De Boer will leave on July 1 to join KPMG, the Secretariat for the U.N. framework convention on climate change (UNFCCC) said in a statement. He had led the agency since 2006 and his contract was expected to be extended in September.
It was a difficult decision to make, but I believe the time is ripe for me to take on a new challenge, working on climate and sustainability with the private sector and academia, de Boer said in the statement.
U.N. Secretary-General Ban Ki-moon will make the final decision on a replacement, a U.N. spokesman said.
Copenhagen did not provide us with a clear agreement in legal terms, but the political commitment and sense of direction toward a low-emissions world are overwhelming. This calls for new partnerships with the business sector and I now have the chance to help make this happen, de Boer said.
In advance of the December summit in Denmark, de Boer had said anything less than agreement on emissions caps for individual developed nations would count as failure.
De Boer, born in 1954, was a senior Dutch environmental official who has been far more outspoken than previous heads of the Bonn-based Secretariat.
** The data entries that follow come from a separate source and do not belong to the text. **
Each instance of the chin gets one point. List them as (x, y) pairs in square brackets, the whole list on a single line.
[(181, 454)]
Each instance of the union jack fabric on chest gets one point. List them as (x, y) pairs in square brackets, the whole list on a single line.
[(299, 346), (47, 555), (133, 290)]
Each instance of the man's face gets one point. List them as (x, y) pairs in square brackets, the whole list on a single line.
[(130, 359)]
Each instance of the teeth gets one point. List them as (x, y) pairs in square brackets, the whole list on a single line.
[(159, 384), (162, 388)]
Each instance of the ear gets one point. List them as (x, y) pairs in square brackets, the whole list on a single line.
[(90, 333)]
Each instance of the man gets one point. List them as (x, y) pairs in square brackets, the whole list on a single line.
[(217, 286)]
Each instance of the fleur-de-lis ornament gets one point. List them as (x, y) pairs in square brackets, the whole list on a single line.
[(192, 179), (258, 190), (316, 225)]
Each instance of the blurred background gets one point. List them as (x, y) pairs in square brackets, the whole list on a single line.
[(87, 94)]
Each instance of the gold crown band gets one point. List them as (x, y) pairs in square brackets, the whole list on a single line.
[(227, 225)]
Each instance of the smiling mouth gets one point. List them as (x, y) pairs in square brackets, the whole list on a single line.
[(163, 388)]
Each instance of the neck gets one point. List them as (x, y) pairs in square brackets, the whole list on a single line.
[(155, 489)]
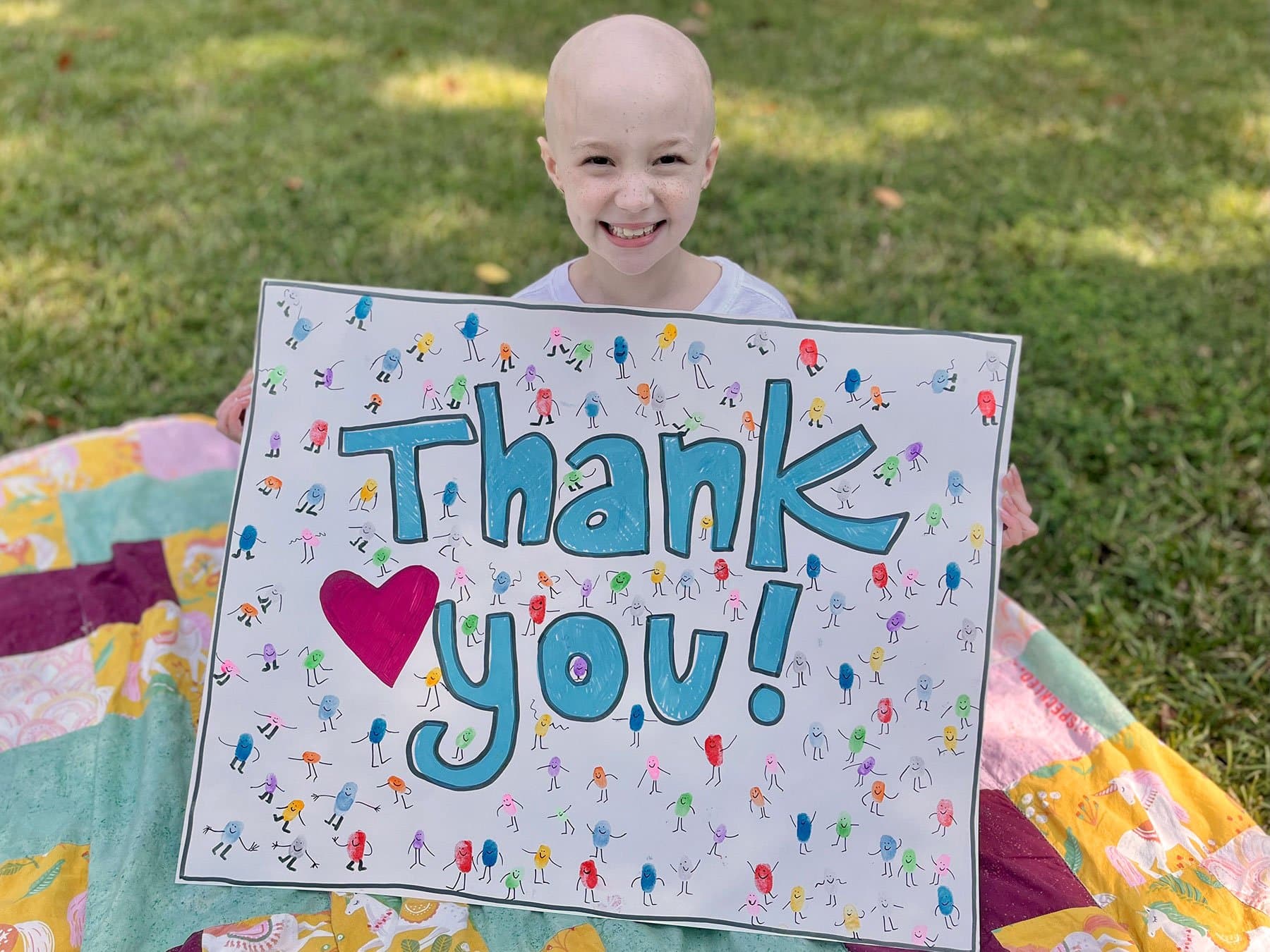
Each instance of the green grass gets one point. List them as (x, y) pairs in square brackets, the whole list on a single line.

He had often criticized developed nations for what he called a lack of ambition in setting out cuts in greenhouse gas emissions by 2020.
But he also told developing nations not to get their hopes up too high. In the run-up to Copenhagen, he told African nations and small island states that their calls for deep cuts by the developed world represented too heavy a lift.
At a marathon U.N. meeting in Bali in 2007, de Boer left the room in tears after a Chinese delegate criticized the Secretariat for starting a key meeting before all delegates were present.
It wasn't that surprising ... I would like to see someone from a developing country who can negotiate with those countries, said Seb Walhain, head of environmental markets at Fortis Netherlands, of de Boer's departure.
Carbon markets depend on the U.N. talks and a Kyoto successor after 2012 to continue global trade in carbon offsets. It won't have any effect on the carbon market, said Walhain.